Notwithstanding the precautions that had been taken to preserve secrecy, the noise of knocking in the heads of the barrels had betrayed the operations of the preceding night; indeed, so great was the quantity of liquor thrown into the river, that the taste of the water the next morning was, as one expressed it, “strong grog.”
Murmurs and threats were everywhere heard among the savages. It was evident that the first moment of exposure would subject the troops to some manifestation of their disappointment and resentment.
Among the chiefs were several who, although they shared the general hostile feeling of their tribe towards the Americans, yet retained a personal regard for the troops at this post, and for the few white citizens of the place.
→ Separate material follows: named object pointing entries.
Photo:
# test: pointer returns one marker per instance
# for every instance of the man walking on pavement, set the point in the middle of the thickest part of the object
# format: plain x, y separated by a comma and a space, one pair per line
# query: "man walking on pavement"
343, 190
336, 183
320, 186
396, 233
These chiefs exerted their utmost influence to allay the revengeful feelings of the young men, and to avert their sanguinary designs, but without effect.
On the evening succeeding the council, Black Partridge, a conspicuous chief, entered the quarters of the commanding officer.
“Father,” said he, “I come to deliver up to you the medal I wear. It was given me by the Americans, and I have long worn it in token of our mutual friendship. But our young men are resolved to imbrue their hands in the blood of the whites. I cannot restrain them, and I will not wear a token of peace while I am compelled to act as an enemy.”
Had further evidence been wanting, this circumstance would have sufficiently proved to the devoted band the justice of their melancholy anticipations. Nevertheless, they went steadily on with the necessary preparations; and, amid the horrors of their situation, there were not wanting gallant hearts, who strove to encourage, in their desponding companions, the hopes of escape they were far from indulging themselves.
Of the ammunition there had been reserved but twenty-five rounds, besides one box of cartridges, contained in the baggage-wagons. This must, under any circumstances of danger, have proved an inadequate supply; but the prospect of a fatiguing march, in their present ineffective state, forbade the troops embarrassing themselves with a larger quantity.
NARRATIVE OF THE MASSACRE, CONTINUED.
The morning of the 15th arrived. All things were in readiness, and nine o’clock was the hour named for starting.
Mr. Kinzie, having volunteered to accompany the troops in their march, had intrusted his family to the care of some friendly Indians, who promised to convey them in a boat around the head of Lake Michigan to a point on the St. Joseph’s River, there to be joined by the troops, should the prosecution of their march be permitted them.